Desert railway in Mauritania: 09.03. – 20.03.2022

Desert railway in Mauritania

Between 1961 and 1963, the mining company “Société Anonyme des Mines de Fer de la Mauritanie” built a 652km long standard gauge line from the Atlantic port of Nouadhibou to the iron ore mines in Zouérate. From the beginning, the railway held a record:- the longest regular trains in the world, with its loaded trains of up to 2.5km (1.6 miles), hauled by up to four, and occasionally five, diesel locomotives. The line runs close to the border with Western Sahara, through sparsely or non-populated desert areas. You can travel by train, but that’s a very dusty adventure!

There are a number of exciting photographic opportunities. The length of the trains and their load, up to 17,000 metric tons, is an amazing sight. The railway operation has its own flair. Just spending the night in the desert, far from any civilisation, and watching an ore train in the distance as the rays of a front headlight of a diesel loco fingers its way through the sand dunes is an incomparable experience.

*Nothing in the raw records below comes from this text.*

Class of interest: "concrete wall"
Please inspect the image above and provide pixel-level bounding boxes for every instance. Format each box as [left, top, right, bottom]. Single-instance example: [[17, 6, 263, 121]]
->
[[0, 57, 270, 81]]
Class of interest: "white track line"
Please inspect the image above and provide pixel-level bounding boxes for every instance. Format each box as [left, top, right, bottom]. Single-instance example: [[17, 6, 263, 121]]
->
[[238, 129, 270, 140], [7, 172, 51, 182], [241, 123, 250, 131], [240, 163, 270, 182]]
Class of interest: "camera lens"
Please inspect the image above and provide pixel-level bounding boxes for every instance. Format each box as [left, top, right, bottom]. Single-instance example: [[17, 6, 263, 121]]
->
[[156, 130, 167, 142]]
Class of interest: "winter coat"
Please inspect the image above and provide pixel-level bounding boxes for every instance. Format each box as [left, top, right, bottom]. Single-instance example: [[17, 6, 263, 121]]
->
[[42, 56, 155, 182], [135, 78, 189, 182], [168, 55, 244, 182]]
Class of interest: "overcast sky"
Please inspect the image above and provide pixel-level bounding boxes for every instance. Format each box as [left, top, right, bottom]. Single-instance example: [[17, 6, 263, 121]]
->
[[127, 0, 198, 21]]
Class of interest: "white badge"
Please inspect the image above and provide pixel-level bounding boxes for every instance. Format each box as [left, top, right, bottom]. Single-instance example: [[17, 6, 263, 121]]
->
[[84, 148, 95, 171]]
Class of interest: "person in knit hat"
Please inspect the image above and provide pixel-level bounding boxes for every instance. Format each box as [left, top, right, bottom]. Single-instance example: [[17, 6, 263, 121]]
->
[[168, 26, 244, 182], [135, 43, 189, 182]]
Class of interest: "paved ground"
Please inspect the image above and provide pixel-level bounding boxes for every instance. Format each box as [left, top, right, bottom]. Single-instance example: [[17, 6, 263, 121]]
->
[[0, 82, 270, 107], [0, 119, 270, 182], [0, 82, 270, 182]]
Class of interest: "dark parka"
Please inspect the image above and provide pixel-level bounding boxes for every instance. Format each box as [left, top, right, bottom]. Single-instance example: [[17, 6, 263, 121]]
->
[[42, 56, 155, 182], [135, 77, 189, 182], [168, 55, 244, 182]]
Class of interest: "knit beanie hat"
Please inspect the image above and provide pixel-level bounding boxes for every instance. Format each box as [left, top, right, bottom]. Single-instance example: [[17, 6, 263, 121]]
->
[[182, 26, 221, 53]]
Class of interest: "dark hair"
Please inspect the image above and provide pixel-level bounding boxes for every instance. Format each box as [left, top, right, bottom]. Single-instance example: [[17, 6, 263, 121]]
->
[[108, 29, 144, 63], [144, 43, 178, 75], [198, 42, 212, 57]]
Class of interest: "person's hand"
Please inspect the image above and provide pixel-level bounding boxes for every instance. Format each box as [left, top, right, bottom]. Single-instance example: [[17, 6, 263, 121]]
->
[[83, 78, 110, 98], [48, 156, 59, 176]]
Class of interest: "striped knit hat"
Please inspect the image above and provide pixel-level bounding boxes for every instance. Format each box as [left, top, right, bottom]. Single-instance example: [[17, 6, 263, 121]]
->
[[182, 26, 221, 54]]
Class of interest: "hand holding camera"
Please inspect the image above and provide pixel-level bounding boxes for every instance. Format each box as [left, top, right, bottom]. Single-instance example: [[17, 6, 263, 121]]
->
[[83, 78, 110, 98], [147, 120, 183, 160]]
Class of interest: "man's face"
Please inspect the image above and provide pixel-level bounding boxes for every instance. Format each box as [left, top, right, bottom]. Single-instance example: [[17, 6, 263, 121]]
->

Mauritania has more to offer than most of us may imagine. Mauritania is far from the beaten track and there is no mass tourism. You’ll experience authenticity and meet open minded people who still see tourism as an opportunity for their country. You’ll not suffer from the daily dance performance alongside the battle for the cold buffet each evening.

Mauritania offers endless, almost untouched sand dunes in the Western Sahara, green oases with singing birds instead of crowds of tourists, and the Kediet Ijill, at 915 mt above sea level the highest mountain in the country. It’s right next to the ore mining area of the Société Nationale Industrielle et Minière. Our local guide will provide everything in order that we can enjoy the scenery and the life of Mauritania and make sure we get amazing pictures, as well as an insight into the local rural life. On our cultural travels, a chef will travel with us and offer us some traditional food.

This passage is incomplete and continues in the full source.